Der Tag der Entscheidung im Telegrammstil: 11.00 Uhr. Es geht los, Uwe vorn weg. Unangenehm: die lehmigen oder moosigen oder von Vögeln produzierten Auflagen. Alwin im Riß - hier ist alles klar. Der alte Mann hängt voller Sachsen und ein Engländer ist dabei. Alwin zieht seine Bahn. Gunter, der den Vikingerhelm mit einem gelben vertauscht hat, soll vorsteigen. Ulf, der Berber steigt jetzt vor. 13.00 Uhr: Ulf auf dem Gipfel, bei Uwe immer noch dieselbe unwägbare, schmutzige, unorthodoxe Kletterei. Cruxmove Radiergummi. Andrew tritt ca. 1m³ Fels los, der hinter uns vorbei ins Meer rauscht. Aber irgendwie hat er das ganze Erlebnis nicht so richtig realisiert. Alwin seilt an einer hauchdünnen Sanduhr ab - aber alles wird gut. 15.00 Uhr: Uwe auf dem Gipfel. 17.00 Uhr: fünf Gipfelstürmer teilen sich die letzte übriggebliebene Dose Tennent's Lager.
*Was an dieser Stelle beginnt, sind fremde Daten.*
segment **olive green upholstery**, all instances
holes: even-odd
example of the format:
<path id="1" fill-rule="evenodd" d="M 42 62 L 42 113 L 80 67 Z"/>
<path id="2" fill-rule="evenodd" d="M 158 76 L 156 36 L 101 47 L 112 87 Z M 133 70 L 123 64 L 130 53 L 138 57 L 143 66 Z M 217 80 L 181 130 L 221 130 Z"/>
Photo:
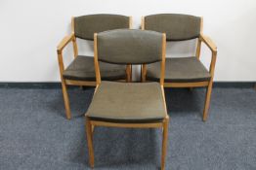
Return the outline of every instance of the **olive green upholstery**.
<path id="1" fill-rule="evenodd" d="M 188 15 L 160 14 L 145 17 L 145 29 L 166 33 L 168 41 L 198 38 L 200 24 L 200 17 Z"/>
<path id="2" fill-rule="evenodd" d="M 95 32 L 129 28 L 129 17 L 119 15 L 89 15 L 74 17 L 76 37 L 93 40 Z"/>
<path id="3" fill-rule="evenodd" d="M 160 63 L 147 66 L 147 79 L 158 81 L 160 77 Z M 196 57 L 166 58 L 165 82 L 190 83 L 210 81 L 211 76 L 207 69 Z"/>
<path id="4" fill-rule="evenodd" d="M 125 66 L 100 62 L 103 80 L 126 79 Z M 64 78 L 76 81 L 96 81 L 94 57 L 78 55 L 64 70 Z"/>
<path id="5" fill-rule="evenodd" d="M 102 82 L 87 111 L 90 119 L 150 122 L 166 117 L 158 83 Z"/>
<path id="6" fill-rule="evenodd" d="M 162 33 L 135 29 L 101 32 L 98 58 L 115 64 L 152 63 L 162 59 Z"/>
Auf der Rückfahrt wäre dann vielleicht noch unser Besuch in Sheffield's Kletterhalle The Foundry zu erwähnen. Um sich in der völlig überfüllten Halle Platz zu verschaffen, reichte es aus, unsere Seile auszupacken. Und plötzlich wehte ein Hauch von Meer und Möwen durch die Halle. Ansonsten gab es noch zahllose weitere schöne Begebenheiten auf dieser Reise, so zum Beispiel die besinnliche House Party mit Debby und Jo-Anne und Southern Comfort in Huddersfield oder Alwin's Spruch auf der Fähre: "Jawoll, hoch die Tassen, keine Nierensteine ansetzen" oder... Aber so ein Beitrag soll ja auch genutzt werden, um alte Erinnerungen aufzuwärmen und deswegen mache ich hier Schluß.

Sollte irgend jemand etwas nicht verstanden haben, so sei ihm die anfangs erwähnte Videoempfehlung ans Herz gelegt.